Sunday, July 20, 2008

The Pulitzer prize

Went to church this morning and a pastor talked about this photo briefly:

The Pulitzer Prize Winning Photo taken by Kevin Carter in 1994 A vulture is stalking a little girl in Sudan as this girl was trying to make her way to the feeding center. At about 1km from the UN camp, she collapsed. Kevin crouched to photograph her, positioned himself for the best possible image and waited for 20 minutes, hoping the vulture would spread its wings. However it did not. After he took his photographs, he chased the vulture away and left the girl to struggle alone in fear of contracting a disease.

He won the Pullitzer Prize in 1994 for feature photography, but committed suicide on the same year, burdened with guilt and sadness.

I'm not trying to reprimand him, despise him or judge him. When i tried to search for information about this issue, the impression most people gave was as if Kevin was inhumane, another "vulture" in disguise, money slave, someone who exchanged his soul for a prize winning photo, sickening etc.

Why do we all just sit back, look at the photo and shake our heads?
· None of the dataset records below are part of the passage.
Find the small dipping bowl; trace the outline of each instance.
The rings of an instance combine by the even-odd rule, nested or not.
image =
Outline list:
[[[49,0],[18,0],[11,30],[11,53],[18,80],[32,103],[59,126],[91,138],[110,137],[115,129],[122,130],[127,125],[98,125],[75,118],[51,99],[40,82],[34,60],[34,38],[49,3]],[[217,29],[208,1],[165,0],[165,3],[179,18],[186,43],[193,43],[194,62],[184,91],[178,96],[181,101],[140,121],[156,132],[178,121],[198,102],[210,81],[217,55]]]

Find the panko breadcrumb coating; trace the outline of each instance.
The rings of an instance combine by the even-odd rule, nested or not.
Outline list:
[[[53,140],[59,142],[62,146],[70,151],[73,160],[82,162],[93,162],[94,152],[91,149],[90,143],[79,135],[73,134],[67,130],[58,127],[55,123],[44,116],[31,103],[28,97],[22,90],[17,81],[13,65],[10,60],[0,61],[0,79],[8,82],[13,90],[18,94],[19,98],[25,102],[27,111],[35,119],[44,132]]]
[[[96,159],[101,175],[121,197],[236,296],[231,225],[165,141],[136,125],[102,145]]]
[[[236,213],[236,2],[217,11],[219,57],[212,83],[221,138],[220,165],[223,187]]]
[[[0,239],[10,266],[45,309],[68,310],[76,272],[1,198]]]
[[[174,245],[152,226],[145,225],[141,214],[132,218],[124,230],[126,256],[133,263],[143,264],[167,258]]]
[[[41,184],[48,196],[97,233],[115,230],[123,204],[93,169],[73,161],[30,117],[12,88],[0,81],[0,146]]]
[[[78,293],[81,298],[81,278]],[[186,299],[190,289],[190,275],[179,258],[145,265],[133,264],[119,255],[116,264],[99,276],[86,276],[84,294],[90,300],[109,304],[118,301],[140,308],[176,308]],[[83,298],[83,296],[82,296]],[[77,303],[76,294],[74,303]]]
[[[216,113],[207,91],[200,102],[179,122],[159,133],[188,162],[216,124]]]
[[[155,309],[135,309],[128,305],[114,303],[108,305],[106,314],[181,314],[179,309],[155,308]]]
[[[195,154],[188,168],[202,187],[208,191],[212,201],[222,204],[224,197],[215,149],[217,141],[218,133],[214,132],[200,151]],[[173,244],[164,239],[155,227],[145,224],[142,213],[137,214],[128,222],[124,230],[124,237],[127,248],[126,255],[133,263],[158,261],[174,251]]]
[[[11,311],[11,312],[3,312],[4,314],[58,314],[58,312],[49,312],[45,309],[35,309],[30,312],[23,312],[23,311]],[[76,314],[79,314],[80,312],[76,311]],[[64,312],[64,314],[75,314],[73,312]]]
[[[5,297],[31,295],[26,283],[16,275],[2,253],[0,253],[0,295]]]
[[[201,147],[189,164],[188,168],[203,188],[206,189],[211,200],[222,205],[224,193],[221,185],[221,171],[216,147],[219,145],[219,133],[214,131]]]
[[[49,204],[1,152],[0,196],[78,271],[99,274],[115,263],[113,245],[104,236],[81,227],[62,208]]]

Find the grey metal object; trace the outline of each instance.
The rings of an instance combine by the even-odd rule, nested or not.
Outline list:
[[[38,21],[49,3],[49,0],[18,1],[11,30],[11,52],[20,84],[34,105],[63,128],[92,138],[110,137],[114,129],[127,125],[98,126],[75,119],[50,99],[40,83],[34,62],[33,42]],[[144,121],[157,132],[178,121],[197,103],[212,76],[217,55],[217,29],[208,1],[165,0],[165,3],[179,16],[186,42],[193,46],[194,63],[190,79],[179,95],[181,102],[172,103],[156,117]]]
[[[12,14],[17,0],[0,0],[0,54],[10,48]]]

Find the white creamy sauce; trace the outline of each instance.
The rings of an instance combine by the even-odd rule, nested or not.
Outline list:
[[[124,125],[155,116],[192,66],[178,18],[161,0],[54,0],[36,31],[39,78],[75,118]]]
Is it really the fact that someone took the photo that upsets us, or is it the fact that the photo was there taken that upsets us? Who are we to judge that photographer when we are not even on ground zero, but sitting comfortably behind the screen watching all the suffering happened? Please. The girl is still alive. If you really think Kevin is the biggest sinner on earth, why can't you forgive him and love him in return? Why fault him alone when people around the world are talking different photos of people suffering?

I'm not supportive of his action definitely, and my heart pour out for that little girl. But i'm not supportive, nor joining those accusers as well.

Don't be a bloody hypocrite and say you love the unseen God when you yourself cannot even love the sinners around you.